HH, Sir Godfrey Gregg D.Div
SINGLENESS OF FOCUS
God, the one and only ONE I’ll wait as long as He says. — Truly my soul waiteth upon God: from him cometh my salvation. Psalm 62:1, The Message God is not one among many. When we pray we are not covering our bases. Prayer is not a way of checking out the last resort of potential help. We understandably want to explore all the options: we write letters, make telephone calls, visit prospects, arrange interviews. We don’t know who might be useful to us at any one time. Of course, we cultivate God. But not in prayer. We try it, but it doesn’t work. Prayer is exclusive. Prayer is centering… We can’t pray with one eye on the main chance and a side glance for God. Prayer trains the soul to singleness of focus: for God alone. ~Where Your Treasure Is, Hallelujah, for there is your heart.
THE REASON FOR PRAYER
Let my cry come right into your presence, God. —Let my supplication come before thee: deliver me according to thy word. Psalm 119:170, The Message The Psalms were not prayed by people trying to understand themselves. They are not the record of people searching for the meaning of life. They were prayed by people who understood that God had everything to do with them.

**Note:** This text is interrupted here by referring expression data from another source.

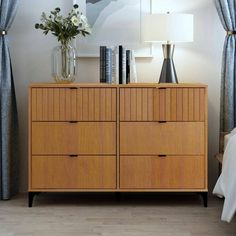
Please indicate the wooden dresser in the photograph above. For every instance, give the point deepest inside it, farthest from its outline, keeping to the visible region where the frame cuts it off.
(118, 138)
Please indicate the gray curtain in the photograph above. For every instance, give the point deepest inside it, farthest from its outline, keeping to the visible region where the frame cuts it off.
(8, 110)
(227, 13)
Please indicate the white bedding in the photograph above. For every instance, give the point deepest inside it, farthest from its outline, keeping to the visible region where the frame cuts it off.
(226, 184)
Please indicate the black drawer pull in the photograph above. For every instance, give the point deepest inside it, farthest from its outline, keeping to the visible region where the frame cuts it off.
(73, 155)
(73, 88)
(161, 155)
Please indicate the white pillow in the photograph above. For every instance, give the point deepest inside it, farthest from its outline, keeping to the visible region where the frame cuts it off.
(228, 136)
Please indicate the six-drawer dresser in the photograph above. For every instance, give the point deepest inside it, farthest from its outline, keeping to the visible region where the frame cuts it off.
(118, 138)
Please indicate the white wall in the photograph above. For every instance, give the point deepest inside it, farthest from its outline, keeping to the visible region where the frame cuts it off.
(195, 62)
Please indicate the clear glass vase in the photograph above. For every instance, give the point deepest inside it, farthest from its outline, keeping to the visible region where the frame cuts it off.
(64, 66)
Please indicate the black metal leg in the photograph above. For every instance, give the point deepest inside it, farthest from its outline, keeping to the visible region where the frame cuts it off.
(31, 198)
(118, 196)
(204, 196)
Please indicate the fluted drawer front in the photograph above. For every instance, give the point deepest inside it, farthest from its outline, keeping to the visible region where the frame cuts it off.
(62, 138)
(65, 172)
(81, 104)
(179, 104)
(170, 172)
(136, 104)
(172, 138)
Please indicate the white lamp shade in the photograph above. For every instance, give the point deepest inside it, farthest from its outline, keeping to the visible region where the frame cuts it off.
(167, 27)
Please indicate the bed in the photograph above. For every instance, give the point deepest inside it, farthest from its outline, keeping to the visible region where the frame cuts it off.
(226, 183)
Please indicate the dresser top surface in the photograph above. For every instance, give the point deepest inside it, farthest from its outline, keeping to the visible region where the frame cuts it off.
(131, 85)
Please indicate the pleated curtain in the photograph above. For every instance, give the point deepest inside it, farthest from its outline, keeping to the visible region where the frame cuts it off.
(227, 13)
(8, 110)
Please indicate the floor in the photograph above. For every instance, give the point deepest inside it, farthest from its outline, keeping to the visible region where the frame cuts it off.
(103, 214)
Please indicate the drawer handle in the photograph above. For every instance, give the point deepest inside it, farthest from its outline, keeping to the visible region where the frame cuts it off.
(73, 155)
(161, 155)
(73, 88)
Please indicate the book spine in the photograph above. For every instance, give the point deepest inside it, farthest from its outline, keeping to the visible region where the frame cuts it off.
(120, 63)
(102, 64)
(115, 65)
(124, 66)
(108, 65)
(133, 71)
(128, 66)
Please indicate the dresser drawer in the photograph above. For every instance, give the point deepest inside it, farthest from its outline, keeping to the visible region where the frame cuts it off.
(64, 172)
(80, 104)
(179, 104)
(170, 172)
(136, 104)
(170, 138)
(62, 138)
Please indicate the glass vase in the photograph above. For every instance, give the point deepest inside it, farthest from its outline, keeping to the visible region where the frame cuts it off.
(64, 66)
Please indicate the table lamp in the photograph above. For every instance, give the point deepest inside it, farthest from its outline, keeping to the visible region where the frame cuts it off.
(168, 29)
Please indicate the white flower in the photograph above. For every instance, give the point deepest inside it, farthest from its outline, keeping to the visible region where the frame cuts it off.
(75, 21)
(83, 19)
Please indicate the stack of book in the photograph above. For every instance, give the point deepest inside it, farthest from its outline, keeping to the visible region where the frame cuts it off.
(117, 65)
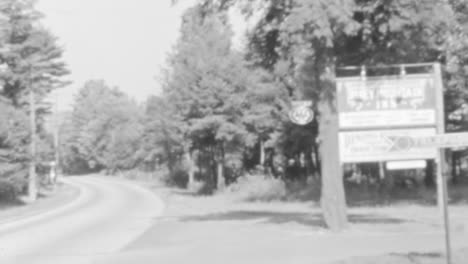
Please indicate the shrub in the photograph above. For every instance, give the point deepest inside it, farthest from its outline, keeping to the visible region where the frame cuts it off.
(256, 188)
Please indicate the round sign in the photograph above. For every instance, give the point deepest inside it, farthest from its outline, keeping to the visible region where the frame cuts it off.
(301, 115)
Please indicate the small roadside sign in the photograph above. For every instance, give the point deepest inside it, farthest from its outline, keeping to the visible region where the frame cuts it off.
(449, 140)
(301, 113)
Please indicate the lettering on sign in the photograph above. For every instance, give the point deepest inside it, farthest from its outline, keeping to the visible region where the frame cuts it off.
(386, 101)
(382, 145)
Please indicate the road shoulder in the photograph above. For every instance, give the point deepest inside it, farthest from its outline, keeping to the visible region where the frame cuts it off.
(47, 201)
(215, 230)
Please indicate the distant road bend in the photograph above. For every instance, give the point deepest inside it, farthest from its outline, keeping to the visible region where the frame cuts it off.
(108, 215)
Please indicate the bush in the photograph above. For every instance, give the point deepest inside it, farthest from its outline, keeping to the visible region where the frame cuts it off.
(256, 188)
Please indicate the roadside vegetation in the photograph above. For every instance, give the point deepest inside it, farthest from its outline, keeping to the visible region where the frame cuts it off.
(30, 62)
(220, 124)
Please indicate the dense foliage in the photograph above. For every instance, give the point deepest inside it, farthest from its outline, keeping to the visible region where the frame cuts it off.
(223, 112)
(30, 60)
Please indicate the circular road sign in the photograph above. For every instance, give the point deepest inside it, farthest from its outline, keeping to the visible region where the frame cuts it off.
(301, 115)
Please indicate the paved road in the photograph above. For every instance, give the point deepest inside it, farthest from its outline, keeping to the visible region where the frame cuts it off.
(107, 216)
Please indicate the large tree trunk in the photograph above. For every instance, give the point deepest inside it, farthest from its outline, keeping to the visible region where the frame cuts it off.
(32, 180)
(220, 176)
(262, 153)
(333, 200)
(221, 183)
(191, 168)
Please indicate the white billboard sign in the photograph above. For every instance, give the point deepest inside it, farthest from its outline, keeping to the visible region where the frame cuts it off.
(388, 101)
(384, 145)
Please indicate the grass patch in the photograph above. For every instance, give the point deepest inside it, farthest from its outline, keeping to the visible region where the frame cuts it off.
(255, 188)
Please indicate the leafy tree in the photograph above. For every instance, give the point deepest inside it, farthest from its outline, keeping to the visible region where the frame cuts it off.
(31, 65)
(105, 128)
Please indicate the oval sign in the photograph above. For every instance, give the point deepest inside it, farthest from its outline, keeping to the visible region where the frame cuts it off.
(301, 115)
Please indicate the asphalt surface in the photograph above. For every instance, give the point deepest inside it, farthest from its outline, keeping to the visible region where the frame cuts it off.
(107, 215)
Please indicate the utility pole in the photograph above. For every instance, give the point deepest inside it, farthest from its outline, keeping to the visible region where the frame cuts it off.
(32, 186)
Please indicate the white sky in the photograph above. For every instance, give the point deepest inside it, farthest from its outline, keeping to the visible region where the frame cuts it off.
(123, 42)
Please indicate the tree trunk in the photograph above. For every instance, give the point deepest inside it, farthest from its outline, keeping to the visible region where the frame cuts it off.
(333, 200)
(32, 181)
(262, 153)
(191, 169)
(381, 170)
(220, 176)
(221, 182)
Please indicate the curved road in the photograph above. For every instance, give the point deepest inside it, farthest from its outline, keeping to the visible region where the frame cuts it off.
(108, 214)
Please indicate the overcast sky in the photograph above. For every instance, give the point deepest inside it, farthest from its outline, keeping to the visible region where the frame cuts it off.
(121, 41)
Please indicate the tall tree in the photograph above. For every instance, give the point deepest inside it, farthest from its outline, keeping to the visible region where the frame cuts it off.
(105, 128)
(32, 68)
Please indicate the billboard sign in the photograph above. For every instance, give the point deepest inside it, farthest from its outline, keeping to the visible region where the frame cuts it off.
(388, 101)
(385, 145)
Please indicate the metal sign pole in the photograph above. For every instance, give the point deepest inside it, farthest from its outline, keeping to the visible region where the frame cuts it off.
(441, 183)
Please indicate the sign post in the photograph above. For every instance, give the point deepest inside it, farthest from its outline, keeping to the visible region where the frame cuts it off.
(442, 184)
(397, 118)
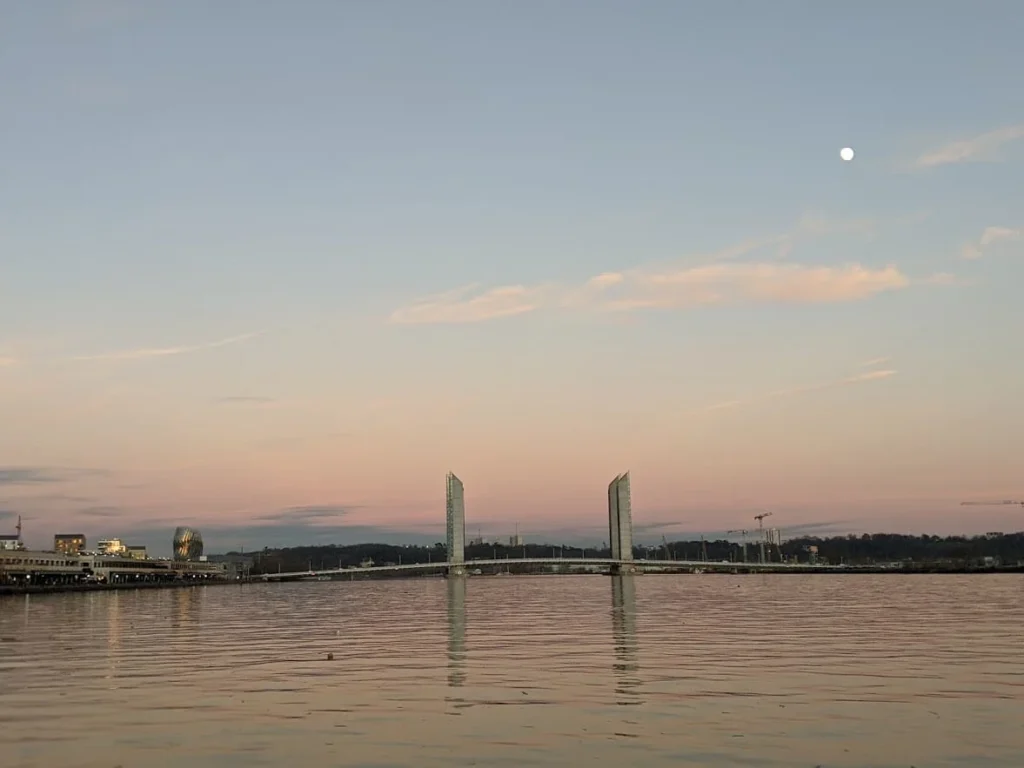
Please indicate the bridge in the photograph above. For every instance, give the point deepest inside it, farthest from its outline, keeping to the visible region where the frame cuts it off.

- God, not their feelings, was the center.
- God, not their souls, was the issue.
- God, not the meaning of life, was critical.
Feelings, souls, and meanings were not excluded — they are very much in evidence — but they are not the reason for the prayers. Human experiences might provoke the prayers, but they do not condition them as prayers.
PRAYING IN THIS PLACE
“How shall we sing the Lord‘s song in a strange land?” Psalm 137:4. How can we sing the Lord’s song in a strange land?” The Israelites didn’t think they could. But they did. My, how they did! How did they do it?… They immersed themselves in Torah-meditation: before they knew it they were praying. They were trees. Transplanted to Babylon they put down roots, put out leaves, and produced fruit. We all suppose that we could pray, or pray better if we were in the right place. We put off praying until we are where we think we should be, or want to be. We let our fantasies or our circumstances distract us from attending to the word of God that is aimed right where we are, and invites our answers from that spot.
MY SOUL WAITS
For God alone, my soul waits in silence, for my hope is from Him. —My soul, wait thou only upon God; for my expectation is from him. Psalm 62:5, My soul waits. Another will is greater, wiser and more intelligent than my own. So I wait. Waiting means there is another whom I trust and from whom I receive. My will, important and essential as it is, finds a will that is more important, more essential… I begin to pray by attempting to manipulate the will of God. I end by putting myself in a position to be moved by His will. Waiting in prayer is a disciplined refusal to act before God acts.